Need medical assistance? You might be capable of singing some food shopping if you are there, if your Navy’s planned test of putting medical clinics in a few commissaries is productive.
The test, that will take place in the Jacksonville, Florida, area, is within the planning phase. The clinics will be run by Navy corpsmen, said Vice Adm. Forrest Faison III, the Navy surgeon general, within a Dec.1 session with the conference in the Association of Military Surgeons with the United States, held just outside Washington, D.C.
“Those corpsmen who save endures the battlefield must be doing more than taking vital signs and pushing records inside the records room,” Faison said. “We’re letting them run clinics inside our commissaries to provide them the clinical experience they desire, to build confidence in patient care that they need.”
Further information regarding quality, what kinds of care would be offered, whether appointments could be required, or role, or interest level with the Defense Commissary Agency or any other service branches in the pilot, for instance, had not been immediately available.
Along with providing experience for military medical personnel, the clinics would not offer convenience, helping keep young service members linked to military medical care. Faison noted that service members in addition to their families have an overabundance choices now with their own health plan, “so our challenge is to get them to choose us, in the environment and with a generation that’s driven by convenience.”
Major enterprises for example Walmart increasingly becoming in the healthcare business, he said.
“Walmart is putting clinics in numerous with their stores on the next a couple of years. Ninety percent of the U.S. population, to feature our sailors, soldiers, airmen and Marines as well as their families, live within 10 miles of your Walmart.”
Walmart Care Clinics are in Georgia, South Carolina and Texas, in addition to their website lists Tricare first on the list of insurance coverage they accept.
“No appointment is necessary.

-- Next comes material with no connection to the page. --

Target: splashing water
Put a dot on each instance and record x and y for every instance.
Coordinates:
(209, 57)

Walmart has integrated medical care into people’s day-to-day lives,” Faison said. “It’s a problem to need to get in touch with and navigate the device tree to make a meeting, drive to the hospital, locate a parking spot, that’s challenging in most in our facilities, go and sit in the waiting room, understand the doctor, go towards the pharmacy, wait inside pharmacy.
“It’s an all-day evolution. Why can you do that when you are able just go to Walmart and pick-up dinner on the way home?”
Advocates applaud the idea of testing clinics in commissaries. “Our association may be fighting for improved usage of care for a while, and we all are thrilled to understand the Navy embrace a new concept that looks like it’s working well within the civilian world,” said Karen Ruedisueli, government relations deputy director for the National Military Family Association.
“What makes this more exciting is that Navy prescription medication is thinking about the needs of military families with this pilot. The whole idea is to generate medical care more accessible and convenient. We think the clinics in commissaries pilot is a great idea for improving entry to care and sooo want to see the other services follow suit,” she said.
Jacksonville Navy medical officials are testing methods to improve patients’ experiences overall, and part of that is certainly looking at solutions to provide care outside the hospital setting.
The concept is “if they don’t ought to come for the hospital, don’t get them to come towards the hospital,” Faison said. “Seventy percent of what switches into a primary care clinic doesn’t need to find out your physician. So why are we causing them to be do that?”
The military medical system must fundamentally change the actual way it approaches health care for millennials in alternative methods, too, Faison said, noting that technology is an integral part of millennials’ lives. There are nearly 16,000 health-related apps in the iTunes store, none ones underwent quality control, Faison said.
“All of them are used by our service members as well as their families to create important health care decisions,” he added. “That’s their primary way to obtain information. It’s not us, we have to play because environment or we will become irrelevant for their medical. We will lose visibility about the health in the force.
“What comes about when a unit commander comes to me since the doctor and says, ‘What’s happening with Seaman Smith? And I need to say, I don’t know sir, he’s getting his care from Walmart.”